Canada’s most valuable crop is in crisis, and farm leaders say Ottawa’s response is falling dangerously short.

The federal government on Friday unveiled support measures intended to cushion the blow of China’s sudden closure of its market to Canadian canola seed, oil, and meal. But industry groups argue the package is out of touch with the scale of the disruption — one that has erased billions in export opportunities overnight.

“We are discouraged with the government’s support package for the industry. The measures announced today do not reflect the seriousness of the challenge facing the value chain,” says Chris Davison, Canola Council of Canada (CCC) President & CEO. “We have communicated the need for appropriate financial and policy supports, and the federal government has missed the mark.”

Rick White, president & CEO of the Canadian Canola Growers Association (CCGA), was even more blunt: “Farmers should not be expected to borrow their way out of this situation. The Advanced Payments Program (APP) is not designed to provide the required support canola farmers need under this situation.”

Ripple effects across the supply chain

Industry leaders warn the damage goes far beyond farmers’ fields. Exporters and processors — the backbone of Canada’s $29 billion canola industry — are also under strain.

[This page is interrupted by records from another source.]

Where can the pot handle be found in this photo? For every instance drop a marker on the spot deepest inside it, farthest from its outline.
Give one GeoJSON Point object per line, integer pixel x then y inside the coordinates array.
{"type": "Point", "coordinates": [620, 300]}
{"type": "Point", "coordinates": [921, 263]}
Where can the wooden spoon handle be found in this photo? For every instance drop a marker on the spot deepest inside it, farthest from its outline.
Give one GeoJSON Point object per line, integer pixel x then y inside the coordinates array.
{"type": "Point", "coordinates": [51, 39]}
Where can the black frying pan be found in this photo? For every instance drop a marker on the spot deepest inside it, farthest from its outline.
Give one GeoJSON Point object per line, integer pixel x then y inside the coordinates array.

“The government has also not recognized extensive impacts on the rest of the canola value chain, including exporters and processors who are also facing significant financial impacts as a result of the Chinese market closure. This must be addressed,” says Davison.

Biofuels boost falls short

Ottawa’s relief plan includes support for biofuel production, a move that could, in theory, redirect some of Canada’s stranded canola supply into domestic energy markets. But the industry says the details are underwhelming.

“While the industry is encouraged there will be some support for biofuel production, the announced Biofuel Production Incentive (BPI) does not go far enough and will not drive meaningful additional domestic demand for canola,” the CCC said.

Further complicating matters are amendments to the Clean Fuel Regulations. Instead of creating a level playing field, industry groups argue the rules still leave Canadian canola at a disadvantage compared to cheaper, possibly adulterated foreign used cooking oil (UCO).

“In 2024, foreign UCO-based fuels represented the equivalent of nearly one million tonnes of domestic canola demand,” the groups noted — a staggering figure that illustrates what’s at stake.

What the industry wants

The message from both CCC and CCGA is clear: stopgap measures won’t cut it.

“We are calling on the federal government to urgently work with us to provide meaningful and impactful support for the industry as we continue to navigate this trade crisis,” say Davison and White. “The federal government must pursue all avenues to resolve the current trade dispute with China and re-open that market for the Canadian canola industry.”